(Reuters) - U.S. funds recommended trimming equity allocations in January as they wait for President Donald Trump to announce the infrastructure spending and tax cuts he promised during his election campaign.
Following Trump’s shock victory in the race for the White House in November, U.S. stock markets have hit record highs on expectations he would cut taxes and regulation.
But major U.S. stock indexes posted their largest daily drop this year on Monday as a curb on immigration ordered by Trump reminded investors that some of the U.S. president’s promised policies are not market-friendly.
The Dow Jones Industrial Average .DJI closed 0.6 percent lower on Monday, its largest one-day percentage drop since October.
Recommended equity allocations were cut to a three-month low of 52.2 percent from 52.7 percent in December, the survey of 13 fund managers conducted from Jan. 17 to 30 showed.
Funds left allocations to bonds and property largely unchanged, while a search for yield led to a slight increase in alternative investments such as hedge funds and commodities.
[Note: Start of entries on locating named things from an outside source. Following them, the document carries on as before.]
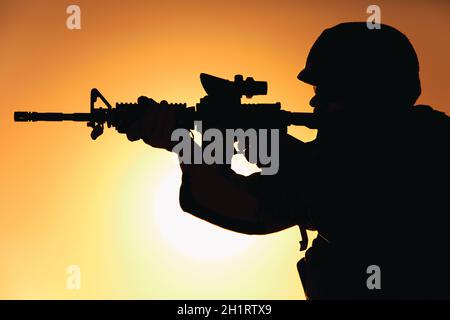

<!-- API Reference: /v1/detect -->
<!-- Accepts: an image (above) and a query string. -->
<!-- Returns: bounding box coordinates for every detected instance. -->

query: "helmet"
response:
[298,22,421,104]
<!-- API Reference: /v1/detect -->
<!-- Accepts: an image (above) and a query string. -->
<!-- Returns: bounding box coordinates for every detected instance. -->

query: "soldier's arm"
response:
[180,135,313,234]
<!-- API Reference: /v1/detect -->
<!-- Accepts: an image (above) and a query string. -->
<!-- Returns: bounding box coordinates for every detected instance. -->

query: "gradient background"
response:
[0,0,450,299]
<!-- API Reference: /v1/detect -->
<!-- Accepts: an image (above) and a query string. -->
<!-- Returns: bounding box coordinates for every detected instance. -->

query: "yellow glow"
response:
[0,0,450,299]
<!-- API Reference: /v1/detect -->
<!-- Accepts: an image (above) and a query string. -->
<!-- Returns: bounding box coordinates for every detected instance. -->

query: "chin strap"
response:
[299,226,308,251]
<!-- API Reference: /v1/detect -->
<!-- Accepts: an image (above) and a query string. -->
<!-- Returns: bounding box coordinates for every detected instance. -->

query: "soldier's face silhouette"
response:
[309,86,348,115]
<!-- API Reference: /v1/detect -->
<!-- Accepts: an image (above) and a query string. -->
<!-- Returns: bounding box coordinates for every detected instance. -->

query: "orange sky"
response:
[0,0,450,299]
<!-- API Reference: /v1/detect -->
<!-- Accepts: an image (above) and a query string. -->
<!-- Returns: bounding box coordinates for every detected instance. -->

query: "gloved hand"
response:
[116,96,176,151]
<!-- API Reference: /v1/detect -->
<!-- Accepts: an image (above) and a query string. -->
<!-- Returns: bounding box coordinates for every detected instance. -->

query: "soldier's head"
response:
[298,22,421,117]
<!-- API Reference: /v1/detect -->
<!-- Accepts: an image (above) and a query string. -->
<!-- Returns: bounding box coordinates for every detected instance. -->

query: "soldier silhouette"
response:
[118,22,450,299]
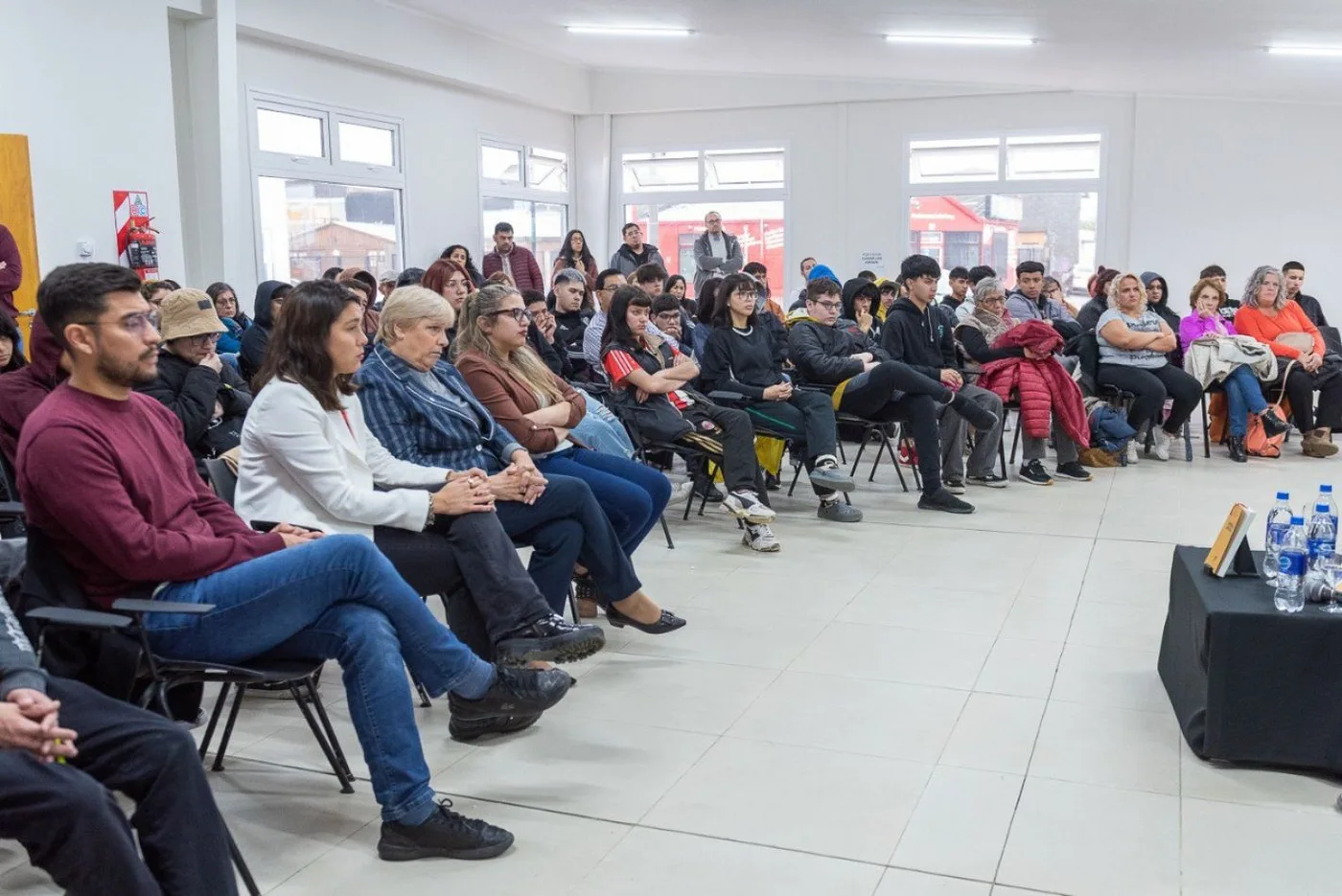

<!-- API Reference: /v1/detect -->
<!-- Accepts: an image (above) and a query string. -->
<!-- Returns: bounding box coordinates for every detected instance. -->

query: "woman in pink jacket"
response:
[1178,278,1289,464]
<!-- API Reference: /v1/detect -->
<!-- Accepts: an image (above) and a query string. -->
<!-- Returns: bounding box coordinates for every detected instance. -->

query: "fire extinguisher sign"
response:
[111,189,158,281]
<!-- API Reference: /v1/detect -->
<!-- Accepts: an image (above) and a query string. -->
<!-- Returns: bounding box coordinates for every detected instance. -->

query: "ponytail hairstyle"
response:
[452,283,564,403]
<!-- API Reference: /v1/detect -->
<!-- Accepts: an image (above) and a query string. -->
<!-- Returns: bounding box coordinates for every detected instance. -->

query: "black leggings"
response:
[1098,363,1202,435]
[1268,358,1342,432]
[839,361,954,494]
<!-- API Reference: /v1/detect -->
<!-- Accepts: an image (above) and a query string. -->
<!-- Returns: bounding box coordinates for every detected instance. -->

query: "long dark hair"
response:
[439,245,483,283]
[701,274,758,328]
[601,286,652,356]
[252,281,359,410]
[0,314,28,373]
[560,229,596,269]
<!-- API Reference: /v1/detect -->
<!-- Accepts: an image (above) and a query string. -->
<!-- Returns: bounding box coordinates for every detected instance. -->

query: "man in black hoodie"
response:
[880,255,1006,494]
[238,281,294,382]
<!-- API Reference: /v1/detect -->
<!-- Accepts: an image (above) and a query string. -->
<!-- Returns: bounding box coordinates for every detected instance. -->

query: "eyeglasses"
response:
[484,309,531,323]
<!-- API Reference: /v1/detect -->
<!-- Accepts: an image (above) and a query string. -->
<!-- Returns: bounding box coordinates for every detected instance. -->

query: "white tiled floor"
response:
[0,443,1342,896]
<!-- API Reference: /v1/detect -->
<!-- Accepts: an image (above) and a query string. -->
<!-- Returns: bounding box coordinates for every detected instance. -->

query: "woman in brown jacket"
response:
[455,287,671,565]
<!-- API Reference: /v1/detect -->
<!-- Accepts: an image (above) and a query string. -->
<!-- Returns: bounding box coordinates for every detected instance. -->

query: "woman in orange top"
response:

Recommended cash allocations were cut to 3.9 percent from 4.3 percent in December.
Funds increased bets in favor of high-yield securities at the expense of government and investment-grade bonds.
“The ‘animal spirits’ dynamic coming out of the Trump victory continues to be flagged as a big tailwind for equities,” wrote Alan Gayle, director of asset allocation at RidgeWorth Investments.
“But while confidence can be a powerful tailwind, it ultimately must be validated by results. The early focus on ACA could delay potential positives from tax reform and infrastructure spending.”
Since taking office, the president’s focus has been on immigration and weakening the Affordable Care Act, the health insurance program also known as Obamacare.
Markets have priced in only a 4 percent chance the U.S. Federal Reserve raises interest rates this week, its first meeting since Trump took office on Jan. 20. All 106 economists in a Reuters poll were unanimous in not expecting any hike. (reuters://realtime/verb=Open/url=cpurl://apps.cp./Apps/cb-polls?RIC=USFOMC%3DECI)
“We believe that Federal Reserve monetary policy will err on the side of accommodation while potentially supportive fiscal and regulatory proposals are discussed and possibly implemented by the new Congress and Administration,” Gayle said.